The new year 2022 was bright. Before starting a new beginning, I would like to summarize the year that has passed.
Since we opened this space in July 2021, we've collected the most visited content so far. Also, I would like to introduce it once again with sentences selected from the main text of the content by the LETR team, who wrote and organized the article themselves. If you haven't read this past year, or if there's an article you'd like to read again, take this opportunity to check it out.
* Click on each content title or image to go to that page!
NER's present and future: 01. From concepts to diverse approaches
'NER plays an important role throughout natural language processing (NLP). It is used in various fields such as searching and summarizing information using natural language processing, answering questions, and building a knowledge base. In particular, it plays a role in improving the quality of machine translation (MT) and providing customized translations to users. '
“For example, if 'TWIGFARM' is interpreted literally, it is interpreted as a 'twig farm' rather than a 'twig farm'. However, this not only causes translation errors, but can also cause an uncomfortable experience for users. On the other hand, if TWIGFARM can be properly recognized as a company name, not only translation quality but also user experience can be improved. '
NER's present and future: 02. Model structure and data set status
'Currently, it is difficult to find an official NER library that only specializes in Korean, and you can find Korean in most models learned in multiple languages. '
'There is a shortage of NER data in Korea. Currently, there are a total of three Korean NER data sets that have been released, and commercial use of all of them is restricted. '
Teaching AI translators: 01. Why are corpses needed?

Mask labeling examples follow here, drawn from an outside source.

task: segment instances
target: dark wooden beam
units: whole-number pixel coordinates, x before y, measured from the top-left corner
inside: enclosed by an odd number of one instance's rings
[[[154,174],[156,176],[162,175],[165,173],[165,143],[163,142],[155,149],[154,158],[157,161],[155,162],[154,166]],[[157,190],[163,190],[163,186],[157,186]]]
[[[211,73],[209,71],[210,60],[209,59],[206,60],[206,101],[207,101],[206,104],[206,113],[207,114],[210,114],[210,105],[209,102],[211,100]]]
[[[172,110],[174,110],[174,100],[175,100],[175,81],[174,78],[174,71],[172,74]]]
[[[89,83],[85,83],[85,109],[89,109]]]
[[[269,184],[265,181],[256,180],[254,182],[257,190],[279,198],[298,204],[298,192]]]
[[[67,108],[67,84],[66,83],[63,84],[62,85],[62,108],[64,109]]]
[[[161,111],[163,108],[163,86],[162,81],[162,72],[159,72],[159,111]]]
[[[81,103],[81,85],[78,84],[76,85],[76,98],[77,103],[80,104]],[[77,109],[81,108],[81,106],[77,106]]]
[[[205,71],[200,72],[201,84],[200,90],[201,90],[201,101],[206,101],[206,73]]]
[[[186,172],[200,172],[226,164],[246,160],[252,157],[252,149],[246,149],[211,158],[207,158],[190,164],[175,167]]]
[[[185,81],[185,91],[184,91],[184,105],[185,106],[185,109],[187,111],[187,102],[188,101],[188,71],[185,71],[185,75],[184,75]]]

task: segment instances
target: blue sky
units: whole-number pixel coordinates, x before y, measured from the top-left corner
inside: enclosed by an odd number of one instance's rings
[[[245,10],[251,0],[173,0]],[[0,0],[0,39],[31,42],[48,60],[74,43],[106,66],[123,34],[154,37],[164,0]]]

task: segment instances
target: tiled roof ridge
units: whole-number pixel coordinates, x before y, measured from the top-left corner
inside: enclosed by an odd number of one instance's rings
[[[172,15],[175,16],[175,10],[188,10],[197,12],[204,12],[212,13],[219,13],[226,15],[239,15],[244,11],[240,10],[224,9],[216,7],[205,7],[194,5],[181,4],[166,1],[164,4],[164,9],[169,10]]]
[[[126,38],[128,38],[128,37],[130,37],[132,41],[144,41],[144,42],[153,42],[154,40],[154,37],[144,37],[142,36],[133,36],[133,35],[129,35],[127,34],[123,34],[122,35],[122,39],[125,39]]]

“For that reason, the surest way to improve the performance of current translators is to create good data. If there is good quality data to act as a textbook for learning translators, the performance of the translator will naturally improve. For example, the data for learning a Korean-English translator is a pair of sentences composed of Korean and English. This pair of sentences is called a corpus in technical terms. '
NER's present and future: 03. Future development direction and goals
“Since NER plays a very important role in information retrieval, active research is being carried out in the field of natural language processing. In particular, since it can automatically detect people's names, organization names, and region names, etc., not only can translation quality be improved by preventing translation errors, but it is also possible to greatly increase user satisfaction through customized translation according to the field. '
'However, despite this, the NER data set specific to the Korean language is still insufficient. Therefore, in order to overcome the limitation of the scarce amount of data, the LETR team built a Korean-centered data set and built a higher-performance NER Korean language model learned based on this to enable more accurate and natural translation. '
[AI Story] Machine translation becoming human-like
'Recent artificial intelligence technology has evolved by creating artificial neural networks to solve various problems and connecting them to build huge and complex network structures. Neural network machine translation can also be seen as one of these various artificial neural networks. The fact that it has evolved at a tremendous speed through various stages of development in a short period of time is reminiscent of the evolutionary process of our human brain. '
“But right now, it doesn't seem easy for machine translation to surpass the level of human experts. This is because all languages have developed complex and unique characteristics over the course of thousands of years. Therefore, in order to make an accurate translation, it is necessary to understand the culture of the relevant language area, and an advanced thought process of understanding the overall context and making inferences based on appropriate background information is necessary. '
Why does LETR, a language processing engine, focus on text languages?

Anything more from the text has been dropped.